From Advertising Age:
"Over the past 24 hours, adland has been abuzz about 'Breathtaking,' a 27-page document purported to be the thinking behind Arnell Group's recent revamping of Pepsi-Cola's logo. Littered as it is with marketing jargon, images of yin-yangs, mobius strips and Da Vinci's Vitruvian man, you'll maybe wonder whether Michael Phelps wasn't the only one hitting that bong."
This is beautiful. The creative process is a many splendored and mystical thing, but if the end result is dumb, it may have been a waste of time. I hate the new Pepsi logo. Twenty-seven pages to justify tipping the old logo on its side? I think it looks lop-sided and sloppy. It’s asymmetry at its awkward worst.

But is the document real, or an advertising hoax? Read it in PDF form here. It's embarrassing to see "Pepsi Introduces Breathtaking" on a timeline that includes Euclid, Pythagorus and Descartes. This can't be real. If this is what it looks like -- a tremendously arrogant ad man's sketchbook -- then it's sad that it got out.

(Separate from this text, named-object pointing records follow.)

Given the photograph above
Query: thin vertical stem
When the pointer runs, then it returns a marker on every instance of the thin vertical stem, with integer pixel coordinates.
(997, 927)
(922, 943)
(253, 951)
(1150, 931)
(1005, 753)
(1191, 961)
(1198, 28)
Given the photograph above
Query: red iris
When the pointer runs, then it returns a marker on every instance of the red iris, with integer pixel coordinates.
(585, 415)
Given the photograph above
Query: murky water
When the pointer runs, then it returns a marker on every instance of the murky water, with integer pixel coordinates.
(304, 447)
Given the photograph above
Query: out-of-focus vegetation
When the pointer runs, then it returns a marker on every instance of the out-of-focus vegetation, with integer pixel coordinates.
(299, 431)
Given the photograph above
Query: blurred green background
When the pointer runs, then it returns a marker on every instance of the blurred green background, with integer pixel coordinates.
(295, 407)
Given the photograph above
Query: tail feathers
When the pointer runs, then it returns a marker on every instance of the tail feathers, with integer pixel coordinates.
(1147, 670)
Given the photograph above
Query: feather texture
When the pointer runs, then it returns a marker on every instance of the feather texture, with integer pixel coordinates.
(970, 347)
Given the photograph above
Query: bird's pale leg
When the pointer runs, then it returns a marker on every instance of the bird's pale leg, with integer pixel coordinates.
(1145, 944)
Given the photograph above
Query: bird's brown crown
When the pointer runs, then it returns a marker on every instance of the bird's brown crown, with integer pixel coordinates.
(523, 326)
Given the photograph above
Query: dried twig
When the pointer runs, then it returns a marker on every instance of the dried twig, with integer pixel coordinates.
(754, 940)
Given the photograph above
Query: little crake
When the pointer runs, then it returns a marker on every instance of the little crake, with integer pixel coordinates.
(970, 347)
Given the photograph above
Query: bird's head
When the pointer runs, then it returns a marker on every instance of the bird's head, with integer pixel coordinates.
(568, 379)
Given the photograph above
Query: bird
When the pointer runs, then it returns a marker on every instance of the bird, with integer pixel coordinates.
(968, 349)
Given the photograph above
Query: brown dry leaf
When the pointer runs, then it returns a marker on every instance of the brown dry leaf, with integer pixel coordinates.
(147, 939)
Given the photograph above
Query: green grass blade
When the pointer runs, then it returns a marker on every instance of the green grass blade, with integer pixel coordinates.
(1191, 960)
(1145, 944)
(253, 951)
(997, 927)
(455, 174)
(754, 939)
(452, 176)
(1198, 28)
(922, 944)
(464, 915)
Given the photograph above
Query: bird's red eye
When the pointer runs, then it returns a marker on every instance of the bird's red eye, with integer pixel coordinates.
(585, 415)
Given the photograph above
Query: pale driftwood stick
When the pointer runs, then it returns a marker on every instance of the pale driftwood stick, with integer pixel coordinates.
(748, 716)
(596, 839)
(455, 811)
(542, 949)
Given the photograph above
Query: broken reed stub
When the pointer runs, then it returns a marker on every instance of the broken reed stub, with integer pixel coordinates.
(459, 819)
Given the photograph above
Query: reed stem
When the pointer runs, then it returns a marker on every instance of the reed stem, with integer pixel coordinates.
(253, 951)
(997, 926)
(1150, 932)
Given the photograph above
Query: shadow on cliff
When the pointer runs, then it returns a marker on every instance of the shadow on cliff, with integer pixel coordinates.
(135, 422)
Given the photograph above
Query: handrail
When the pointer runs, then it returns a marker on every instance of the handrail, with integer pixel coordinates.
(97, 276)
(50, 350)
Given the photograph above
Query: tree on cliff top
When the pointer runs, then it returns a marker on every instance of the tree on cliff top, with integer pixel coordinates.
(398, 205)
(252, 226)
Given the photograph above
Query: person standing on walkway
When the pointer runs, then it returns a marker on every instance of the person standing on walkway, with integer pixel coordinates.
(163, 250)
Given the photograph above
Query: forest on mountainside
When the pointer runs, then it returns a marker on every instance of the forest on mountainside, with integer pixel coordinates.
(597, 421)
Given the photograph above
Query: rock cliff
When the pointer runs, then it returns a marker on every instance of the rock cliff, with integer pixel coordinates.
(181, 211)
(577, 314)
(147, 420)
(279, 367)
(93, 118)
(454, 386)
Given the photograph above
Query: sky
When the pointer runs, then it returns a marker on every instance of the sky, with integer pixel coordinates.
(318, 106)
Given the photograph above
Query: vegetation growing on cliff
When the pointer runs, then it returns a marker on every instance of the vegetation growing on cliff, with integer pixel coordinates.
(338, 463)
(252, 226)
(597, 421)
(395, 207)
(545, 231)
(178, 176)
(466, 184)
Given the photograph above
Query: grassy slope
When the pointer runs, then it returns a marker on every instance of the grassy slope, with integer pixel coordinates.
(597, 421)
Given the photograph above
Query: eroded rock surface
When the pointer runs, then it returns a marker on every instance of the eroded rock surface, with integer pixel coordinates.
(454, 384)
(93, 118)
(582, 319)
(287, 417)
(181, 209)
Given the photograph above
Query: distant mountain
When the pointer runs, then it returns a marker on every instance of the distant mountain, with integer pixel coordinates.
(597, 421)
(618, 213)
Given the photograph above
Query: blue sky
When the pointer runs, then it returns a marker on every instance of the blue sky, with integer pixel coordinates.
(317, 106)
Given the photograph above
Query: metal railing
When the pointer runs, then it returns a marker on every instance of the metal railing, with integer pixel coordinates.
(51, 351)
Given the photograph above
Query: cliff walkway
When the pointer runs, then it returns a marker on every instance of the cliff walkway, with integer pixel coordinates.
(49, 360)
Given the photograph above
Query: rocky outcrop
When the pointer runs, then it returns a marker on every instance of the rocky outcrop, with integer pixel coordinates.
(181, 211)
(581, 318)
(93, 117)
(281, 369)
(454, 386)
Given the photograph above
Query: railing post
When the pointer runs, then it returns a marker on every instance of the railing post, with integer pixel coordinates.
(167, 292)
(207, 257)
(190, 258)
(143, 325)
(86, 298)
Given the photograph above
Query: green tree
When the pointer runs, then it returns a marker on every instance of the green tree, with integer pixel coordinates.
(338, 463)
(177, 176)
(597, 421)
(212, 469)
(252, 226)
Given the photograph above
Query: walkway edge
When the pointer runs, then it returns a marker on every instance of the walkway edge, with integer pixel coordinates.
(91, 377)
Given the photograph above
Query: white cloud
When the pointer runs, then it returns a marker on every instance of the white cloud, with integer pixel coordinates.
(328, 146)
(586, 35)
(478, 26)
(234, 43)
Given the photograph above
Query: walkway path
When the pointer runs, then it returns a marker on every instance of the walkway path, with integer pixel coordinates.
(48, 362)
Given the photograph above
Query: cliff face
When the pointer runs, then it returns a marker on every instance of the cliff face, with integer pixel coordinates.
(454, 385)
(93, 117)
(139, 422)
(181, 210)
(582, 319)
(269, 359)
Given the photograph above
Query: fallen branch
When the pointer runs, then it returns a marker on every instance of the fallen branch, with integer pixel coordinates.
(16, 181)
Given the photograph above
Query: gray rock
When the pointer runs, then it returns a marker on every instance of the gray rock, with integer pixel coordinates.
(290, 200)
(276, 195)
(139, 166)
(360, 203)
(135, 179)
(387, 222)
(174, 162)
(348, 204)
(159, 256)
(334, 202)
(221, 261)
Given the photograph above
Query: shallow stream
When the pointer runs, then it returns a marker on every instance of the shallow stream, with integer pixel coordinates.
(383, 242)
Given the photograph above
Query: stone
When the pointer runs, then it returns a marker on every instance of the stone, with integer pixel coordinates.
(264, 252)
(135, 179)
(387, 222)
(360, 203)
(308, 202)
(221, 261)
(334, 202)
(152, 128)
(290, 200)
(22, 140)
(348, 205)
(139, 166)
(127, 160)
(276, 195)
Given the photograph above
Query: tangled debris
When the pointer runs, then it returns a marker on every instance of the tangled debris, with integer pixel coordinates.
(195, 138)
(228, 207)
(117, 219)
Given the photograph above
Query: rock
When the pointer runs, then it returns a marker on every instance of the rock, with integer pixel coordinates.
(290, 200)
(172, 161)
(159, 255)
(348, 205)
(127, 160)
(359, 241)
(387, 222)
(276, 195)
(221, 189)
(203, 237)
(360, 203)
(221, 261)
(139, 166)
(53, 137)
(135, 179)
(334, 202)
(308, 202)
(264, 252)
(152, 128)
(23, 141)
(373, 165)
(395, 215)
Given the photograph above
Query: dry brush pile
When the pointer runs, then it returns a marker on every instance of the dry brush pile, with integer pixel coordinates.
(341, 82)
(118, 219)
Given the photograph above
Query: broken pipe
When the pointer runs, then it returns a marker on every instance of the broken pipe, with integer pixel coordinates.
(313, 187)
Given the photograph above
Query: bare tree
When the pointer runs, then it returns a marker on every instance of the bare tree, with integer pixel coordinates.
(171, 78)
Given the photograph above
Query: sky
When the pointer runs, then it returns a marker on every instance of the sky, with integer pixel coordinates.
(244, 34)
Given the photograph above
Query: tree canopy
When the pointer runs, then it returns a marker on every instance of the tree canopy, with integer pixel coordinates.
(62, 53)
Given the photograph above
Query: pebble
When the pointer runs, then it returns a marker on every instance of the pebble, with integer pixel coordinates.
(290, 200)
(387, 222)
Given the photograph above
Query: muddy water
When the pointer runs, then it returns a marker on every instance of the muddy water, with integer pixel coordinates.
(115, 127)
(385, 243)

Maybe that's exactly what it is. Here's Ad Age's Rupal Parekh on that ad man, Peter Arnell, the head of the Arnell Group:
"Consider this is the same person who just last month compared a 3-D Super Bowl spot created by his agency to as historic a moment as Thomas Edison's invention of motion pictures. Of course, then there's this:

'When I did the Pepsi logo, I told Pepsi that I wanted to go to Asia, to China and Japan, for a month and tuck myself away and just design it and study it and create it,' Mr. Arnell said earlier to Ad Age. 'There was a lot of research, a lot of consumer data points ... and dialogue that I had with the folks at Pepsi, consumers and retailers. We knew what we were doing.'"
Then again, Charles Rosen of the ad agency Amalgamated said to Ad Age: "Anyone who has ever spent any time in the halls of Pepsi would sympathize with Peter."

2 Comments:

Anonymous Anonymous said...

Switch the red and blue to green and it looks like the Girl Scouts of America logo.

4:24 PM  
Anonymous Anonymous said...

I think it's their interpretation of the Obama campaign logo. Twenty seven pages is an impressive length for any form of self promotion! Cool post, I am enjoying your blog.